Tes Antibodi Usai Vaksinasi COVID-19, Perlukah?

Kemenkes mengatakan bahwa masyarakat tak perlu melakukan tes antibodi secara mandiri usai vaksinasi COVID-19

oleh Giovani Dio Prasasti diperbarui 13 Mei 2021, 13:00 WIB
Diterbitkan 13 Mei 2021, 13:00 WIB
FOTO: Puskesmas di Jakarta Mulai Lakukan Vaksinasi Virus Corona COVID-19
Dokter memeriksa kondisi seorang wanita sebelum melakukan vaksinasi virus corona COVID-19 produksi Sinovac di Puskemas Jagakarsa, Jakarta Selatan, Kamis (14/1/2020). Sejumlah Puskesmas di Jabodetabek mulai melakukan vaksinasi COVID-19 pada hari ini. (merdeka.com/Arie Basuki)
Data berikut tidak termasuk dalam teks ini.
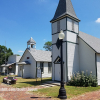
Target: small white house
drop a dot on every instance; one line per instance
(11, 66)
(81, 51)
(33, 58)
Liputan6.com, Jakarta Kementerian Kesehatan (Kemenkes) tidak merekomendasikan masyarakat umum dan tenaga kesehatan untuk melakukan tes antibodi secara mandiri usai mendapatkan vaksinasi COVID-19.

Siti Nadia Tarmizi, Juru Bicara Vaksinasi COVID-19 Kemenkes mengatakan bahwa pengukuran antibodi yang dilakukan dengan tujuan studi terkait kemanjuran vaksin berbeda dengan tes antibodi yang dilakukan masyarakat.

Dalam konferensi pers daring pada Rabu (13/5/2021), Nadia mengakui bahwa memang banyak masyarakat dan tenaga kesehatan yang melakukan tes antibodi di laboratorium-laboratorium swasta secara mandiri setelah divaksinasi.

"Kami selalu sampaikan bahwa pengukuran antibodi itu berbeda, karena pengukuran pasca pemberian vaksinasi itu belum jadi rekomendasi WHO," kata Direktur Pencegahan dan Pengendalian Penyakit Menular Langsung Kemenkes itu.

"Kedua, belum ada kesepakatan yang menentukan cut off point, berapa angka antibodi yang memberikan proteksi," kata Nadia.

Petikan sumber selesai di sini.